ALBANY – The Cuomo administration is getting a 12-seat luxury box at the Buffalo Bills’ stadium as part of the $130 million deal to renovate the NFL venue, according to a report published Friday.

The New York Times reported that the suite was negotiated by the state as part of the agreement to keep the Bills in western New York. Citing state documents, the newspaper reported that the suite at Ralph Wilson Stadium in Orchard Park will be used by public officials to promote New York state and the Buffalo-Niagara region.

Erie County owns the stadium, and since the stadium is publicly owned, using luxury boxes to promote the state is legitimate, according to administration officials.
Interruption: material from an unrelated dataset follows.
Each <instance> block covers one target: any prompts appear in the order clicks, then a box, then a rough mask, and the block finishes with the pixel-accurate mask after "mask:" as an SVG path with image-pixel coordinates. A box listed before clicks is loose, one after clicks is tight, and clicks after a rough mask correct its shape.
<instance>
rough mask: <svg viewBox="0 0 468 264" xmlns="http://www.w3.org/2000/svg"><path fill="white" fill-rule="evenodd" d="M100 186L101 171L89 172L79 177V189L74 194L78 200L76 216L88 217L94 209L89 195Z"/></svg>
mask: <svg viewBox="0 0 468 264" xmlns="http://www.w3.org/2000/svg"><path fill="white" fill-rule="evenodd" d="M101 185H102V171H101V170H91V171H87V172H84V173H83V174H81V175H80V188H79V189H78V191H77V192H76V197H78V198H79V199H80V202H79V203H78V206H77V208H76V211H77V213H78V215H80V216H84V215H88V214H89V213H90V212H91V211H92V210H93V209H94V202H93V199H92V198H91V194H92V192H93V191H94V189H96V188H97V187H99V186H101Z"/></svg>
The team’s 10-year, $271 million lease agreement was unanimously approved by the Erie County Legislature on Thursday, three days after NFL owners approved the deal during league meetings in Arizona. State legislators in Albany are expected to give final approval to the deal soon.

The agreement reached in December keeps the Bills in western New York for at least seven years. It calls for the Bills to pay $35 million, the state $54 million and the county $41 million toward renovating the 40-year-old stadium located in a suburb 10 miles south of Buffalo. The deal was reached before the Bills’ existing 15-year lease expires at the end of July.

Cuomo administration officials told the Times on Thursday that they would, under some circumstances, require public officials who use the stadium’s luxury box to pay the face value of a seat in a suite. The specific details of when officials would be charged and how much they would pay haven’t been worked out.

Kenneth Adams, the chief executive of Empire State Development, said the box “will be a great way to show off Buffalo and the region to businesses seeking to relocate to our state.”

But former assemblyman Richard Brodsky, a frequent critic of state agencies and authorities, criticized the luxury box arrangement.

“No government agency needs to lease a luxury suite to market upstate New York,” he said. “If they need to buy tickets, that’s fine, then they buy them on an as-needed basis. The cost of the luxury suite is being paid by the taxpayer, remember that.”